Carefully analyzing the equation it's clear that the value of x^2 will finally be added to 256. In order to have less least value for y , x has to be minimum.

Option E fits.

hi,

I am taking with my solution on this question, because other posts have provided different solutions within quant concept skill set of GRE

Withous calculus use and derivative of \(y = x^2 - 32x + 256\) set equal to zero, it's practical to factorize the equation firstly

\(y = x^2 - 32x + 256 = (x-16)^2\), when \(y=0\), x-intercept will be 16 and this is the only intercept here

hence, x-intercept accomodates also the minimum value of \(y\) and it's 0

We can clearly see the the coefficient of the linear term (-32) and the constant term (256) can be obtained by adding -16 to itself and multiplying -16 by itself respectively.

Therefore there exists one real root, which is 16.

And the equation will have a value of zero for x=16

Since all values in the choices are positive and zero, zero will be the minimum value for \(y\).

The answer is Choice E.

OR

The discriminant of this equation is \(b^2-4ac\)
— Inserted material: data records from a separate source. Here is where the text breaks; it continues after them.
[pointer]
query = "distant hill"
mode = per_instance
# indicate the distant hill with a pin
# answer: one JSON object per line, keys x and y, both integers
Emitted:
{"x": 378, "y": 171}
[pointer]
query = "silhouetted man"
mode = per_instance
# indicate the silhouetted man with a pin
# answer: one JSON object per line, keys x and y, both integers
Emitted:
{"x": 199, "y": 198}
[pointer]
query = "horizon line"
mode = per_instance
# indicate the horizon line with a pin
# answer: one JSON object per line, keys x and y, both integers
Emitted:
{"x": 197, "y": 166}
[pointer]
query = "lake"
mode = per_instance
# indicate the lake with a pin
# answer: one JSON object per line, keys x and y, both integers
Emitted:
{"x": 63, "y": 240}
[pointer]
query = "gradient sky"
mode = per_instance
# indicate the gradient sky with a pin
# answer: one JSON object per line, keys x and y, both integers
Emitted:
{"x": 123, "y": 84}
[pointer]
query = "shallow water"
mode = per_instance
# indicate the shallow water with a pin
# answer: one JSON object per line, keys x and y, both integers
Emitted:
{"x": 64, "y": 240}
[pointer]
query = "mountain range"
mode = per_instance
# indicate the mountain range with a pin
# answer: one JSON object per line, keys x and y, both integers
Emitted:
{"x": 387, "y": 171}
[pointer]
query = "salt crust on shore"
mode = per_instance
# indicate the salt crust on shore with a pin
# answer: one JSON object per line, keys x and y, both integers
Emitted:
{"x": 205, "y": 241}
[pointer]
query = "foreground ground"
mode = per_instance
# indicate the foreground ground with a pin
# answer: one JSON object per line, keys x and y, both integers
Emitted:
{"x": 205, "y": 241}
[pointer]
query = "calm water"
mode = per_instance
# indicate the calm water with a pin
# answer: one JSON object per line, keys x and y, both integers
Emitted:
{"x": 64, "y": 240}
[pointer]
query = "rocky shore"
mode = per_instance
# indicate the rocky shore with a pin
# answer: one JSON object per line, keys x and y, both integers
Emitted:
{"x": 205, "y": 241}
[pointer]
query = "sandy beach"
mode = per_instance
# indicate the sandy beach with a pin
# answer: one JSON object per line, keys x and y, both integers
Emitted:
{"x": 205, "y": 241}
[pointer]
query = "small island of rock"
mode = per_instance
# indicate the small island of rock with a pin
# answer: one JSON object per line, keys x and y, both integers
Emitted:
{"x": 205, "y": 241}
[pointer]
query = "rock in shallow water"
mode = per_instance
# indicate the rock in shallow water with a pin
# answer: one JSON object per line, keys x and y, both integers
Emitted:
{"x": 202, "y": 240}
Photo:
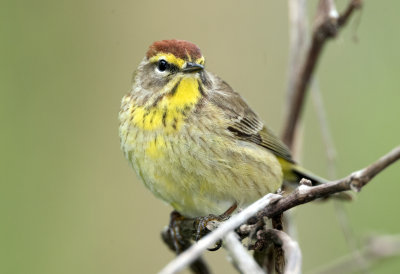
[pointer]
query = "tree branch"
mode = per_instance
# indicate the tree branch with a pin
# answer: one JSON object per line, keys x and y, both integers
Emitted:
{"x": 326, "y": 25}
{"x": 355, "y": 181}
{"x": 240, "y": 257}
{"x": 198, "y": 248}
{"x": 273, "y": 204}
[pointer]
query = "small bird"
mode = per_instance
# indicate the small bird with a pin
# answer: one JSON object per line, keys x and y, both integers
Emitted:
{"x": 194, "y": 141}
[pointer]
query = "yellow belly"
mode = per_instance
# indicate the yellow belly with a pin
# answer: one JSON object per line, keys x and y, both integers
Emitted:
{"x": 196, "y": 171}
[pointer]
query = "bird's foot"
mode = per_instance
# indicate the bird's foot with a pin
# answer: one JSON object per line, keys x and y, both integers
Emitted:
{"x": 208, "y": 223}
{"x": 180, "y": 243}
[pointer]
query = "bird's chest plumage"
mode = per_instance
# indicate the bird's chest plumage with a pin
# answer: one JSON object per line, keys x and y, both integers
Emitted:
{"x": 190, "y": 162}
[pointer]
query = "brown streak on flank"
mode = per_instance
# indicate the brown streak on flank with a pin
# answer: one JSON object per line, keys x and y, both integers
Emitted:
{"x": 179, "y": 48}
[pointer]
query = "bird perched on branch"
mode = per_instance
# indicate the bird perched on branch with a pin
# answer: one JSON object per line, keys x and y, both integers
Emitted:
{"x": 193, "y": 141}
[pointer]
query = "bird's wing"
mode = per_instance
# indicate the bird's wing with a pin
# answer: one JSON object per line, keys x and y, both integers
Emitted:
{"x": 244, "y": 123}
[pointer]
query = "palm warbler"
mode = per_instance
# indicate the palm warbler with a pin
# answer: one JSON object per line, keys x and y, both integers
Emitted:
{"x": 193, "y": 141}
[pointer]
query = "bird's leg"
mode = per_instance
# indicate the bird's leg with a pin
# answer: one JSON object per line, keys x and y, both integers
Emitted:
{"x": 178, "y": 238}
{"x": 201, "y": 224}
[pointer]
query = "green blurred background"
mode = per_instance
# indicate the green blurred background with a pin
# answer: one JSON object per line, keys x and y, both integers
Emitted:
{"x": 70, "y": 203}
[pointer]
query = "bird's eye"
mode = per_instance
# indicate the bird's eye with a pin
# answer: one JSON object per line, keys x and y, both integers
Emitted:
{"x": 162, "y": 65}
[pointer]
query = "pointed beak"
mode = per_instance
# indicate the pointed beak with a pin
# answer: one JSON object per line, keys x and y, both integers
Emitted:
{"x": 191, "y": 67}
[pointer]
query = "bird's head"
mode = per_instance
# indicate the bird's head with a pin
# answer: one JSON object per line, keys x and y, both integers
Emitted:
{"x": 166, "y": 63}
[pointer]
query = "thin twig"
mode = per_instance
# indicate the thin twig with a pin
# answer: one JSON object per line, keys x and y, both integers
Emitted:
{"x": 326, "y": 25}
{"x": 197, "y": 249}
{"x": 273, "y": 204}
{"x": 298, "y": 38}
{"x": 240, "y": 257}
{"x": 291, "y": 250}
{"x": 355, "y": 181}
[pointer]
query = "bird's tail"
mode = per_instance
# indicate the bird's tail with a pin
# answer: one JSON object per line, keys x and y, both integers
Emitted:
{"x": 293, "y": 173}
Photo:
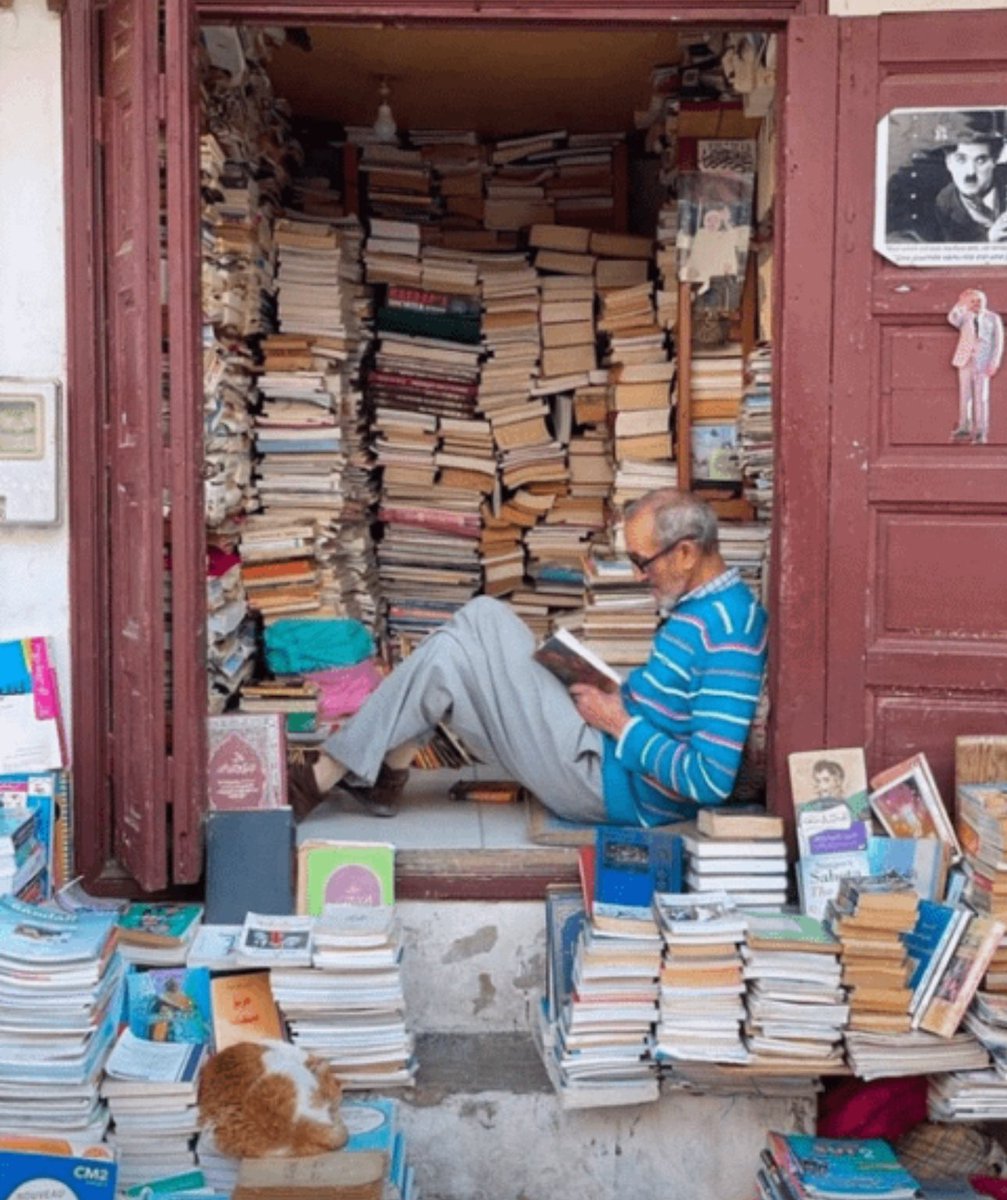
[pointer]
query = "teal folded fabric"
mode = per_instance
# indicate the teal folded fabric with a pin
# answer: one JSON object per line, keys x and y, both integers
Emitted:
{"x": 293, "y": 647}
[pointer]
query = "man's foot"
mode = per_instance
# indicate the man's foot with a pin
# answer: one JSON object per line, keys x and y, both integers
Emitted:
{"x": 382, "y": 797}
{"x": 303, "y": 790}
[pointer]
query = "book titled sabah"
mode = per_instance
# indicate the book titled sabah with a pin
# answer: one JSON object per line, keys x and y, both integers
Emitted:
{"x": 571, "y": 661}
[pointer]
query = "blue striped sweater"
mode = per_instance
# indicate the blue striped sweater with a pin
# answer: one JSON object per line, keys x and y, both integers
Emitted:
{"x": 690, "y": 705}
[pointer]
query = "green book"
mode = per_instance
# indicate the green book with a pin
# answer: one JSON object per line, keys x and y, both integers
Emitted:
{"x": 357, "y": 873}
{"x": 789, "y": 931}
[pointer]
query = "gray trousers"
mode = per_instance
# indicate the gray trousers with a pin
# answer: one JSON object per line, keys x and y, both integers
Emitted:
{"x": 478, "y": 672}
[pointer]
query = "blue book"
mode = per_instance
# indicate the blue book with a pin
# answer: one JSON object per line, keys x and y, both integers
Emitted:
{"x": 34, "y": 935}
{"x": 75, "y": 1179}
{"x": 372, "y": 1123}
{"x": 922, "y": 861}
{"x": 847, "y": 1167}
{"x": 564, "y": 919}
{"x": 171, "y": 1005}
{"x": 631, "y": 864}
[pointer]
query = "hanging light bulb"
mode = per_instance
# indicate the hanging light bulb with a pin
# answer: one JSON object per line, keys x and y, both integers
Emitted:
{"x": 385, "y": 129}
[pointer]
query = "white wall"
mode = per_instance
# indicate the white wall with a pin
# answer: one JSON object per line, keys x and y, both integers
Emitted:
{"x": 34, "y": 583}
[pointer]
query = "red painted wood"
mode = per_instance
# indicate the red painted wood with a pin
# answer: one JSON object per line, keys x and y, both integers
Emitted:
{"x": 189, "y": 545}
{"x": 135, "y": 442}
{"x": 917, "y": 643}
{"x": 803, "y": 321}
{"x": 485, "y": 12}
{"x": 85, "y": 449}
\(b^2 = (-32)^2 = (2 \times -16)^2 = (2)^2 \times (-16)^2 = 4 \times 256\)

\(4ac= 4 \times 1 \times 256\)\( = 4 \times 256\)

We note that \(b^2 = 4ac\) so the discriminant is zero. So there should be one real root, the parabola is touching the x-axis at just one place. So the equation will be equal to zero at that point.

So Choice E is correct.

y' = 2x-32
x=16
=> y min at x=16
=> y=0